Entertainment

Reese Witherspoon Is Our Live-Action Tinker Bell

by Kadeen Griffiths

I've made no secret of the fact that Peter Pan is one of my favorite Disney movies, for all the flaws inherent in the 1953 film. When the news hit that Reese Witherspoon will be playing Tinker Bell in a live-action Disney movie, however, I discovered that there is, in fact, a way to ensure that I love the Peter Pan mythos even more. Despite the existence of the Disney Fairies film franchise that follows the computer-animated adventures of Tinker Bell and her friends in Pixie Hollow, most Peter Pan adaptations wouldn't dare to phase out the actual shining star of Neverland. When you hear Peter Pan, you think immediately of Peter Pan and Captain Hook as requirements, even if your favorite character is actually Tinker Bell. To borrow a phrase from Beauty and the Beast, it's a tale as old as time.

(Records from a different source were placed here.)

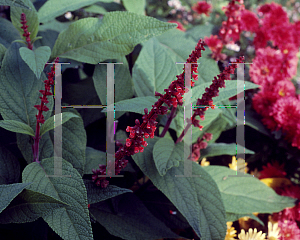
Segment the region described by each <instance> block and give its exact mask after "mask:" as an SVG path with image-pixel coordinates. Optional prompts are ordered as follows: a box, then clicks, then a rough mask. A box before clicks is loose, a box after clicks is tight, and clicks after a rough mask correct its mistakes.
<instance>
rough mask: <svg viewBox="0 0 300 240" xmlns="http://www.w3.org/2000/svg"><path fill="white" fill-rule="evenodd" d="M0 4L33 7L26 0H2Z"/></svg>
mask: <svg viewBox="0 0 300 240" xmlns="http://www.w3.org/2000/svg"><path fill="white" fill-rule="evenodd" d="M0 5H4V6H11V7H20V8H25V9H31V8H30V7H29V6H27V4H26V1H24V0H0Z"/></svg>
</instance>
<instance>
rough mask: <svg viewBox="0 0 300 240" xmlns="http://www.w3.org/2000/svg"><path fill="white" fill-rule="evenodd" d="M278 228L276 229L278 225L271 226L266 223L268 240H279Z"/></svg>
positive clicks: (276, 224) (276, 223) (269, 223)
mask: <svg viewBox="0 0 300 240" xmlns="http://www.w3.org/2000/svg"><path fill="white" fill-rule="evenodd" d="M279 232H280V228H279V227H278V223H274V224H272V223H271V222H268V240H279V237H280V233H279Z"/></svg>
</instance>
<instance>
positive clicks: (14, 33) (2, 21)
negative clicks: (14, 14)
mask: <svg viewBox="0 0 300 240" xmlns="http://www.w3.org/2000/svg"><path fill="white" fill-rule="evenodd" d="M0 26H1V31H0V43H1V44H3V46H4V47H6V48H9V46H10V44H11V42H13V41H14V40H16V39H19V40H21V36H20V34H19V32H18V30H17V29H15V27H14V25H13V24H12V23H11V22H10V21H8V20H7V19H5V18H0Z"/></svg>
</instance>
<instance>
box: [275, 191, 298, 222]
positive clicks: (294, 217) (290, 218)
mask: <svg viewBox="0 0 300 240" xmlns="http://www.w3.org/2000/svg"><path fill="white" fill-rule="evenodd" d="M279 194H280V195H282V196H287V197H292V198H296V199H300V187H299V186H298V185H288V186H285V187H284V188H283V189H281V190H280V193H279ZM282 217H283V218H284V219H288V220H292V221H300V202H299V203H298V204H297V205H296V206H294V207H293V208H286V209H284V210H283V212H282Z"/></svg>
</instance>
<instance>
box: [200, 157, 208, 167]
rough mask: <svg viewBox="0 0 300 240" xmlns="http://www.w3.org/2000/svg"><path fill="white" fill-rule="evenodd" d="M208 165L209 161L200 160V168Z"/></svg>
mask: <svg viewBox="0 0 300 240" xmlns="http://www.w3.org/2000/svg"><path fill="white" fill-rule="evenodd" d="M209 164H210V162H209V161H206V158H203V159H202V160H201V166H203V167H204V166H208V165H209Z"/></svg>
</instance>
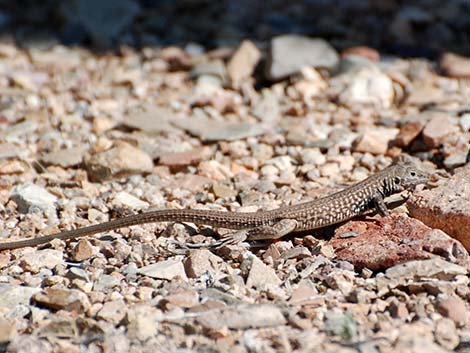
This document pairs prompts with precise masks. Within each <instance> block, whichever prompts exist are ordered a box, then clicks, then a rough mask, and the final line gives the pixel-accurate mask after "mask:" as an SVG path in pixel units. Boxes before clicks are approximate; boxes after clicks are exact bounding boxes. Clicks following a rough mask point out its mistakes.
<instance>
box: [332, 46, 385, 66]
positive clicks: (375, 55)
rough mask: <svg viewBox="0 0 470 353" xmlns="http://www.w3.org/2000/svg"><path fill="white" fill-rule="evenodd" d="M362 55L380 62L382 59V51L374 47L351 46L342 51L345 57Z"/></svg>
mask: <svg viewBox="0 0 470 353" xmlns="http://www.w3.org/2000/svg"><path fill="white" fill-rule="evenodd" d="M351 55H353V56H361V57H363V58H366V59H367V60H370V61H374V62H378V61H380V53H379V52H378V51H377V50H375V49H372V48H369V47H366V46H359V47H351V48H347V49H345V50H343V51H342V52H341V57H342V58H345V57H347V56H351Z"/></svg>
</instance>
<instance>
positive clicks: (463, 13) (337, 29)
mask: <svg viewBox="0 0 470 353" xmlns="http://www.w3.org/2000/svg"><path fill="white" fill-rule="evenodd" d="M0 28H1V29H2V35H3V40H4V41H5V40H7V41H8V40H14V41H16V42H17V43H18V44H20V45H22V46H24V47H30V46H36V47H41V48H42V49H45V48H47V47H49V46H52V45H54V44H57V43H62V44H67V45H75V44H76V45H84V46H88V47H91V48H93V49H95V50H106V49H113V48H117V47H119V46H120V45H128V46H132V47H136V48H139V47H145V46H153V47H159V46H167V45H170V44H171V45H183V46H184V45H187V44H188V43H193V44H197V45H200V46H202V47H204V48H205V49H210V48H215V47H224V46H234V45H237V44H239V43H240V41H241V40H242V39H244V38H250V39H251V40H253V41H254V42H255V43H256V44H257V45H258V46H261V47H262V46H263V45H266V44H265V43H267V40H268V39H269V38H271V37H273V36H276V35H280V34H286V33H298V34H303V35H308V36H312V37H322V38H324V39H326V40H327V41H328V42H329V43H330V44H332V45H333V46H334V47H335V48H336V49H338V50H341V49H344V48H347V47H351V46H356V45H367V46H370V47H373V48H375V49H378V50H379V51H380V52H382V53H388V54H394V55H399V56H401V57H426V58H429V59H435V58H436V57H437V56H438V55H439V54H440V53H441V52H442V51H452V52H456V53H459V54H464V55H468V54H469V53H470V0H448V1H441V0H412V1H400V0H354V1H349V0H303V1H301V0H294V1H292V0H291V1H283V0H237V1H230V0H222V1H207V0H206V1H205V0H179V1H173V0H140V1H139V0H43V1H36V0H23V1H0Z"/></svg>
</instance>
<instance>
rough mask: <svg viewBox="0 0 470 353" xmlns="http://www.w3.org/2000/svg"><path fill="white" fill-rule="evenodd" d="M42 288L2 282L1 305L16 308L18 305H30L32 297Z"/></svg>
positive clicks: (1, 285)
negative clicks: (31, 297) (22, 285)
mask: <svg viewBox="0 0 470 353" xmlns="http://www.w3.org/2000/svg"><path fill="white" fill-rule="evenodd" d="M40 291H41V288H35V287H27V286H14V285H10V284H0V307H5V308H14V307H16V306H18V305H29V302H30V300H31V297H32V296H33V295H34V294H36V293H38V292H40Z"/></svg>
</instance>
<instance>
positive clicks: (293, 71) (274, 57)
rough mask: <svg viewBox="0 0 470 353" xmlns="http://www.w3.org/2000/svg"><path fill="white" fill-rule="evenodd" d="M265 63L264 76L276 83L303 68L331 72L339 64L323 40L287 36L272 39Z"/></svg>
mask: <svg viewBox="0 0 470 353" xmlns="http://www.w3.org/2000/svg"><path fill="white" fill-rule="evenodd" d="M267 61H268V62H267V70H266V76H267V78H268V79H269V80H272V81H277V80H281V79H283V78H285V77H287V76H290V75H292V74H295V73H297V72H299V71H300V69H302V68H303V67H304V66H313V67H315V68H326V69H328V70H333V69H335V68H336V66H337V65H338V63H339V56H338V53H337V52H336V50H335V49H333V47H331V45H330V44H328V42H326V41H324V40H323V39H312V38H308V37H304V36H299V35H295V34H293V35H290V34H288V35H282V36H278V37H275V38H274V39H272V41H271V48H270V52H269V56H268V60H267Z"/></svg>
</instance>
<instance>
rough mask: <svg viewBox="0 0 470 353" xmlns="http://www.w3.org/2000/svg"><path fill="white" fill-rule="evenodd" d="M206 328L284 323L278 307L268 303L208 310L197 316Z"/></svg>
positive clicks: (204, 326)
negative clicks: (212, 309) (210, 310)
mask: <svg viewBox="0 0 470 353" xmlns="http://www.w3.org/2000/svg"><path fill="white" fill-rule="evenodd" d="M198 322H199V323H200V324H201V325H202V326H204V327H207V328H210V329H215V330H220V329H221V328H223V327H228V328H231V329H247V328H258V327H273V326H280V325H284V324H285V323H286V319H285V318H284V316H283V315H282V312H281V310H280V308H279V307H277V306H275V305H269V304H257V305H246V306H240V307H230V308H227V309H225V310H221V311H214V310H213V311H208V312H207V313H204V314H203V315H201V316H200V317H199V318H198Z"/></svg>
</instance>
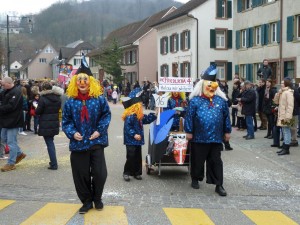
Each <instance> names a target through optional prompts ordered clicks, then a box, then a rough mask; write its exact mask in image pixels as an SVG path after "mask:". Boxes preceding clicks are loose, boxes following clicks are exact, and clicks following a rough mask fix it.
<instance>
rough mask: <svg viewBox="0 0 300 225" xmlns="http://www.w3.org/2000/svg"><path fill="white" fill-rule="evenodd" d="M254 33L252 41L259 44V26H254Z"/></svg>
mask: <svg viewBox="0 0 300 225" xmlns="http://www.w3.org/2000/svg"><path fill="white" fill-rule="evenodd" d="M254 31H255V34H254V39H255V41H254V43H255V45H261V26H259V27H255V30H254Z"/></svg>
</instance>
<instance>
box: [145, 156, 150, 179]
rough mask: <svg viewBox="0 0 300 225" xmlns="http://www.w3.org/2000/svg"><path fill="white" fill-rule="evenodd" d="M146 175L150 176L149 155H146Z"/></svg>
mask: <svg viewBox="0 0 300 225" xmlns="http://www.w3.org/2000/svg"><path fill="white" fill-rule="evenodd" d="M145 161H146V173H147V174H148V175H151V173H150V172H151V170H152V169H151V161H150V155H146V160H145Z"/></svg>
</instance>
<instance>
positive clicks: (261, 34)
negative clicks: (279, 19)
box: [261, 24, 265, 45]
mask: <svg viewBox="0 0 300 225" xmlns="http://www.w3.org/2000/svg"><path fill="white" fill-rule="evenodd" d="M261 45H265V26H264V24H263V25H261Z"/></svg>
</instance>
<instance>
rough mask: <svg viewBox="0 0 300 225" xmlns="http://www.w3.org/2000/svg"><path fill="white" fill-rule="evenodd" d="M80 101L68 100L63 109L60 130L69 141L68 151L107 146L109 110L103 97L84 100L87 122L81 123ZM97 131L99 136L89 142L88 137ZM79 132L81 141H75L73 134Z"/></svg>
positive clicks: (109, 111)
mask: <svg viewBox="0 0 300 225" xmlns="http://www.w3.org/2000/svg"><path fill="white" fill-rule="evenodd" d="M82 104H83V103H82V101H81V100H78V99H74V98H69V99H68V100H67V101H66V103H65V106H64V109H63V118H62V129H63V131H64V132H65V134H66V135H67V137H68V138H69V139H70V145H69V147H70V151H85V150H87V149H89V148H90V147H92V146H93V145H102V146H104V147H106V146H108V134H107V129H108V126H109V123H110V120H111V112H110V108H109V106H108V104H107V101H106V99H105V98H104V97H103V96H99V97H98V98H90V99H88V100H86V106H87V110H88V114H89V120H88V121H87V120H86V119H85V120H84V121H83V122H81V118H80V115H81V108H82ZM95 131H98V132H99V134H100V136H99V137H98V138H96V139H94V140H89V138H90V136H91V135H92V134H93V133H94V132H95ZM76 132H79V133H80V134H81V135H82V136H83V139H82V140H81V141H77V140H75V139H74V134H75V133H76Z"/></svg>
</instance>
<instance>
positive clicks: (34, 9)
mask: <svg viewBox="0 0 300 225" xmlns="http://www.w3.org/2000/svg"><path fill="white" fill-rule="evenodd" d="M2 1H4V2H5V3H3V2H2ZM2 1H1V2H2V3H1V7H0V13H1V14H2V13H4V12H5V13H7V14H9V15H12V12H18V14H31V13H32V14H34V13H38V12H40V11H41V10H43V9H45V8H48V7H49V6H50V5H51V4H53V3H55V2H58V1H59V0H2ZM176 1H178V2H182V3H185V2H188V0H176Z"/></svg>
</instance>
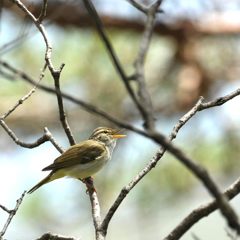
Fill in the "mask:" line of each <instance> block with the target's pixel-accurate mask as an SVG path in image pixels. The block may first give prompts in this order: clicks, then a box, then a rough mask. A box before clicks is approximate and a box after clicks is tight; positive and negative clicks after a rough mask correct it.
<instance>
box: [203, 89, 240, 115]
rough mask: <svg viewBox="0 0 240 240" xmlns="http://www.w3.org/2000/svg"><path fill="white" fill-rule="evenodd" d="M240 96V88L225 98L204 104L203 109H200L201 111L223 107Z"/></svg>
mask: <svg viewBox="0 0 240 240" xmlns="http://www.w3.org/2000/svg"><path fill="white" fill-rule="evenodd" d="M239 95H240V88H238V89H237V90H235V91H233V92H231V93H229V94H227V95H225V96H223V97H219V98H217V99H215V100H213V101H209V102H206V103H203V104H202V106H201V108H200V109H199V111H202V110H205V109H207V108H212V107H217V106H221V105H223V104H224V103H226V102H228V101H229V100H231V99H233V98H235V97H237V96H239Z"/></svg>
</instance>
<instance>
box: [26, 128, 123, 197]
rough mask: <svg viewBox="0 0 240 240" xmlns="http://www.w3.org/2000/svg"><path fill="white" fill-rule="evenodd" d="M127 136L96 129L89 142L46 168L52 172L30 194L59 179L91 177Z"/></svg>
mask: <svg viewBox="0 0 240 240" xmlns="http://www.w3.org/2000/svg"><path fill="white" fill-rule="evenodd" d="M125 136H126V135H123V134H119V130H116V129H112V128H106V127H99V128H96V129H95V130H94V131H93V133H92V135H91V136H90V137H89V140H86V141H83V142H80V143H78V144H76V145H73V146H71V147H70V148H69V149H68V150H66V151H65V152H64V153H63V154H62V155H61V156H60V157H58V158H56V159H55V161H54V162H53V163H52V164H51V165H49V166H47V167H45V168H44V169H43V171H51V172H50V173H49V175H48V176H47V177H45V178H44V179H43V180H42V181H40V182H39V183H38V184H36V185H35V186H34V187H33V188H31V189H30V190H29V191H28V193H32V192H34V191H35V190H37V189H38V188H39V187H41V186H42V185H44V184H46V183H49V182H51V181H53V180H56V179H58V178H62V177H72V178H77V179H81V180H84V179H85V178H88V177H91V176H92V175H94V174H95V173H96V172H98V171H99V170H100V169H101V168H102V167H103V166H104V165H105V164H106V163H107V162H108V161H109V160H110V159H111V157H112V152H113V149H114V147H115V146H116V140H117V139H118V138H123V137H125Z"/></svg>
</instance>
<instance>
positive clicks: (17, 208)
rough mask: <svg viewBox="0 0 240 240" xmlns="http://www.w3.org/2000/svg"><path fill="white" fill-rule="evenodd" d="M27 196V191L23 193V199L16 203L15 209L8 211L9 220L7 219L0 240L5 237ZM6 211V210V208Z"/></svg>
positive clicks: (1, 231)
mask: <svg viewBox="0 0 240 240" xmlns="http://www.w3.org/2000/svg"><path fill="white" fill-rule="evenodd" d="M25 194H26V191H25V192H23V194H22V195H21V197H20V198H19V199H18V200H17V203H16V205H15V208H14V209H13V210H8V211H7V212H8V213H9V216H8V219H7V221H6V223H5V225H4V227H3V229H2V231H1V232H0V239H2V237H3V235H4V234H5V232H6V231H7V228H8V226H9V224H10V223H11V221H12V219H13V217H14V215H15V214H16V213H17V211H18V208H19V207H20V205H21V203H22V201H23V198H24V196H25ZM1 208H2V207H1ZM5 209H6V208H5ZM5 211H6V210H5Z"/></svg>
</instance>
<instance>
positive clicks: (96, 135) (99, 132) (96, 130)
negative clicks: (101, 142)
mask: <svg viewBox="0 0 240 240" xmlns="http://www.w3.org/2000/svg"><path fill="white" fill-rule="evenodd" d="M104 132H108V133H112V130H111V129H109V128H97V129H96V130H95V131H94V132H93V134H92V136H93V137H95V136H97V135H99V134H101V133H104Z"/></svg>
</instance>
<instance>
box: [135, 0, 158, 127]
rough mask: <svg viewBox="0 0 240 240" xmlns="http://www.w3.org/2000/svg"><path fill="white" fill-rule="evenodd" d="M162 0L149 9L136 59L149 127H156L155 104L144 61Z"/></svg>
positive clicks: (139, 96)
mask: <svg viewBox="0 0 240 240" xmlns="http://www.w3.org/2000/svg"><path fill="white" fill-rule="evenodd" d="M161 2H162V1H156V2H155V3H153V4H152V5H151V6H150V7H149V8H148V10H147V22H146V24H145V29H144V32H143V35H142V39H141V43H140V48H139V52H138V56H137V58H136V61H135V67H136V73H135V76H136V78H135V80H137V83H138V96H139V100H140V102H141V105H142V106H143V109H144V114H143V118H144V121H145V123H144V126H145V127H146V128H147V129H154V122H155V119H154V114H153V105H152V100H151V97H150V94H149V92H148V91H147V86H146V81H145V74H144V63H145V59H146V55H147V52H148V49H149V46H150V41H151V39H152V34H153V29H154V22H155V18H156V14H157V11H158V9H159V7H160V4H161Z"/></svg>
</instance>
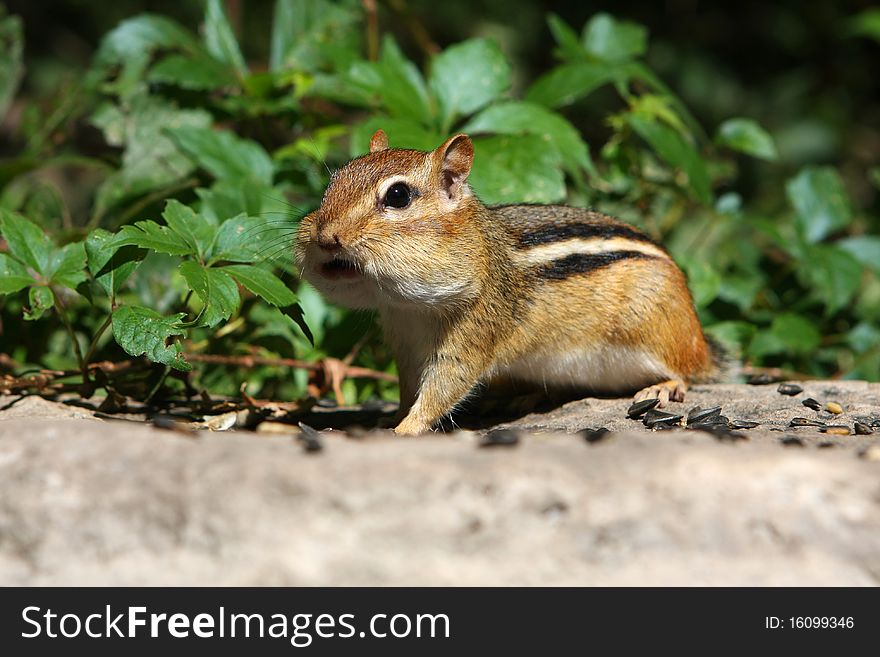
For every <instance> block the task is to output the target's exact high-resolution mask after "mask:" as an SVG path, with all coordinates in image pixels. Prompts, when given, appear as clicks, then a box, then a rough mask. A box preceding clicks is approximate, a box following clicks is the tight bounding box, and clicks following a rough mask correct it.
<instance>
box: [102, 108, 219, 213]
mask: <svg viewBox="0 0 880 657" xmlns="http://www.w3.org/2000/svg"><path fill="white" fill-rule="evenodd" d="M124 107H125V110H126V111H125V112H123V111H121V110H120V109H119V108H118V107H116V106H111V105H104V106H102V107H101V108H100V109H99V110H98V111H97V112H96V113H95V114H94V115H93V116H92V122H93V123H94V124H95V125H97V126H98V127H99V128H100V129H101V130H102V131H103V132H104V135H105V137H106V139H107V141H108V142H109V143H110V144H111V145H113V146H122V147H124V148H125V152H124V153H123V155H122V167H121V169H120V170H119V171H117V172H116V173H114V174H112V175H110V176H108V177H107V179H106V180H105V181H104V182H103V183H102V184H101V186H100V187H99V188H98V192H97V198H96V201H95V205H96V212H97V213H98V214H102V213H104V212H106V211H107V210H108V209H109V208H112V207H114V206H116V205H118V204H120V203H122V202H124V201H127V200H128V199H131V198H136V197H138V196H141V195H143V194H146V193H149V192H152V191H155V190H157V189H162V188H164V187H169V186H172V185H174V184H175V183H178V182H179V181H181V180H183V179H184V178H185V177H186V176H188V175H190V174H191V173H192V172H193V171H194V170H195V166H194V165H193V162H192V160H191V159H190V158H189V157H188V156H187V155H185V154H184V153H182V152H181V151H180V149H178V147H177V146H176V145H175V144H174V142H173V141H171V139H170V138H169V137H168V136H167V135H166V134H165V133H164V130H165V128H166V127H167V128H174V127H181V126H191V127H192V126H209V125H210V124H211V115H210V114H208V113H207V112H205V111H204V110H181V109H178V108H177V107H175V106H174V105H172V104H171V103H169V102H167V101H164V100H162V99H161V98H158V97H156V96H136V97H134V98H132V99H131V100H130V101H129V103H127V104H126V105H124Z"/></svg>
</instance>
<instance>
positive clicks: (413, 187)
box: [296, 130, 484, 308]
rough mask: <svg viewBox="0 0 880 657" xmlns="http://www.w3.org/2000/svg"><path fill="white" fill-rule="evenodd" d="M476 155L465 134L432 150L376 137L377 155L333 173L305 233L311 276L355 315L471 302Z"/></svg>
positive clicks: (477, 254)
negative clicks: (359, 313)
mask: <svg viewBox="0 0 880 657" xmlns="http://www.w3.org/2000/svg"><path fill="white" fill-rule="evenodd" d="M473 157H474V147H473V143H472V142H471V140H470V138H469V137H468V136H467V135H456V136H454V137H451V138H450V139H447V140H446V141H445V142H444V143H443V144H441V145H440V146H439V147H438V148H437V149H436V150H434V151H430V152H424V151H415V150H404V149H397V148H388V138H387V137H386V136H385V133H384V132H383V131H381V130H379V131H377V132H376V133H375V134H374V135H373V137H372V139H371V140H370V152H369V153H368V154H367V155H363V156H361V157H359V158H357V159H355V160H352V161H351V162H349V163H348V164H346V165H345V166H344V167H342V168H341V169H340V170H339V171H337V172H336V173H335V174H333V176H332V178H331V180H330V185H329V186H328V187H327V191H326V192H325V193H324V199H323V201H322V202H321V207H320V208H319V209H317V210H316V211H314V212H312V213H311V214H309V215H307V216H306V217H305V218H304V219H303V222H302V224H301V225H300V228H299V232H298V235H297V247H296V251H297V253H296V256H297V261H298V262H299V265H300V268H301V269H302V272H303V276H304V278H305V279H306V280H308V281H309V282H310V283H312V285H314V286H315V287H316V288H317V289H318V290H319V291H320V292H321V293H323V294H324V295H325V296H327V297H328V298H329V299H331V300H332V301H335V302H337V303H340V304H342V305H345V306H349V307H354V308H374V307H377V306H379V305H382V304H383V303H386V304H392V305H425V304H427V305H435V304H445V303H449V302H455V301H457V300H462V299H467V298H471V297H473V296H474V295H475V294H476V285H477V282H476V280H475V279H476V278H477V277H476V276H475V271H474V269H473V267H472V261H475V260H478V259H479V255H480V254H479V249H481V248H484V245H483V243H482V242H481V240H480V239H479V233H478V231H477V230H476V226H475V215H476V214H478V213H479V209H480V204H479V201H478V200H477V199H476V198H475V197H474V196H473V194H472V192H471V190H470V188H469V187H468V184H467V182H466V181H467V177H468V174H469V173H470V171H471V164H472V163H473Z"/></svg>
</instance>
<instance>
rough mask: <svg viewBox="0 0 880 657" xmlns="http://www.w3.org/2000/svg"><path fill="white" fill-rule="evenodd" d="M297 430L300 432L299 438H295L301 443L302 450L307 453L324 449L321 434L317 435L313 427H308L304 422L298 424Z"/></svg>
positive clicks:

But Tinker Bell. In stark contrast to her portrayal in the Disney Fairies franchise, the original Tinker Bell of '53 was kind of a huge jerk. She was vain, pausing in her search for Pan's shadow in the Darling nursery to check out her hair and hips in a hand mirror. She was viciously jealous, yanking Wendy's hair to keep her from kissing Pan and then instructing the Lost Boys to shoot Wendy out of the sky before she could safely land in Neverland. She was petty, as evidenced when Captain Hook managed to manipulate her into telling him where Peter Pan's hideout was in exchange for taking Wendy and the Darlings and sailing them away from Neverland when he left. Tinker Bell was no hero, is my point.

And yet, neither was Pan. Peter Pan was more vain than Tinker Bell was — this is the same boy that proudly proclaimed "lots of girls get [jealous] around me" in the sequel film. This was the same boy viciously jealous enough to kick all the Lost Boys out without saying goodbye for the simple crime of wanting a mother and a better home than one beneath a tree. This is the same boy who nearly let Wendy be drowned by mermaids ("They were just playing!"), and who chopped off a grown man's hand and fed it to a crocodile. (Whether or not that was justified still remains to be seen, but they've certainly had a volatile relationship ever since.) And yet, for all his faults, Peter is our hero, and he has been our hero across many adaptations and remakes.

But Tinker Bell — finally, through Witherspoon's project, which she is starring in and producing, it is Tinker Bell's time to shine. (Pun intended.) The thing that is fascinating about Neverland is that, in fact, there are about as many women in the film as there are men, even back in 1953. You had your Pan, your Hook, your Mr. Darling, your John, your Michael, and your Smee, but everyone else? Ladies. Mrs. Darling, Wendy Darling, Tinker Bell, Tiger Lily, and the entire population of mermaids. Ladies. If you add that to the fact that Peter Pan was traditionally portrayed on stage as a lady, the fact that so many remakes choose to focus on the boy and not a badass lady like Tinker Bell truly boggles the mind.

It was Tinker Bell's pixie dust that gave everyone who wasn't Peter the power to fly. It was Tinker Bell that drove as much of the conflict in the film as Captain Hook. It was Tinker Bell who saved Peter from getting blown up when he was too dumb to listen to her warnings about the ticking box. (It was also Tinker Bell's fault the box was there to begin with, but, hey, she admitted that, too.) Tinker Bell was a deeply flawed character, who felt everything that she felt very deeply — which J. M. Barrie explains in the book as being because fairies are so small that they can only feel one emotion at a time, and that emotion encompasses their entire being to the exclusion of all else. To me, that is more fascinating than the adventures of the Boy Who Would Not Grow Up.

So the fact that the live action Disney movie will be following in the footsteps of Maleficent, or, according to Hollywood Reporter, will be "'the story you don’t know,' and will offer a new perspective on the character" is so important. It's a Peter Pan tale that, for once, doesn't focus on trying to find some new angle with which to approach the Peter Pan mythos. It's a Peter Pan tale that gives the focus, the starring role, the attention to the breakout character and leading lady of the Peter Pan mythos. (Sorry, Wendy.) It's a Peter Pan tale that will add a depth and complexity to an anti-hero like Tinker Bell, a complexity that the 1953 film only hinted at, and that the Disney Fairies film eschewed in lieu of giving Tinker Bell a more heroic persona.

Basically, it's the Peter Pan film that we all deserve, and the former Elle Woods will be starring in it. Thank you, Hollywood. You did good.